I knew it was going to be a good night when I arrived at the artists' entrance of the RFH only to find my route blocked by a CHOCOLATE FESTIVAL. A row of tentlets had sprouted along Belvedere Road in the blazing spring sun, buzzing with stall-holders making, selling and eating all things chocolaty - and someone was giving a talk about why chocolate is good for you...
This was followed by the most astonishing performance of the Brahms German Requiem that it has been my pleasure to hear. It was preceded, to my surprise, by the reconstructed Mendelssohn Third Piano Concerto - see my Mendelssohn blog in a day or two for more on that. But the Brahms was one of those performances where the hair rises on the back of the neck and you can't explain it.

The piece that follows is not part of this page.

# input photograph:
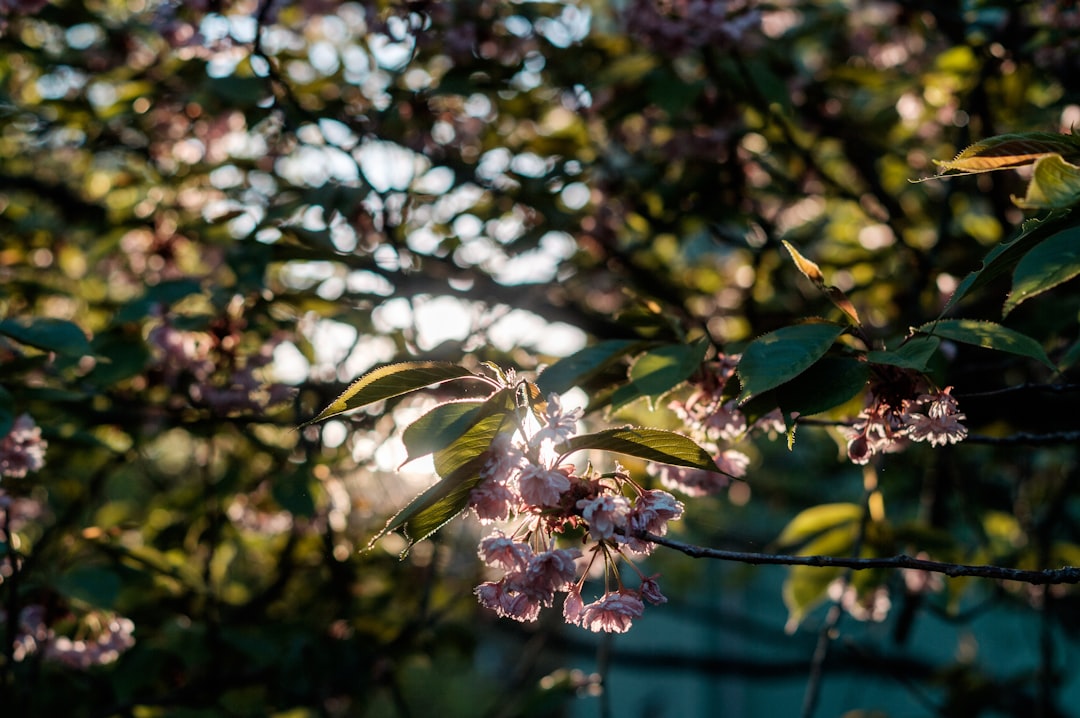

The LPO were playing their socks off for their principal guest conductor, Yannick Nezet-Seguin, with the London Philharmonic Choir and last-minute replacement soloists, including the marvellous Elizabeth Watts. The tempi were slow. Extremely slow. Yet everything shone. An extreme 'innigkeit', an inner fervour, the power of transformation again and again from darkness to light, despair to hope, with harps and cellos and flashes of upturned horns, and the searing certainty that Brahms is just the best. And at the end - a silence that lasted at least 25 seconds. The whole thing was absolutely astonishing. The microphones were up, so hopefully it will be preserved on the LPO record label.
I'm still on cloud 99, and this is not because of the chocolate.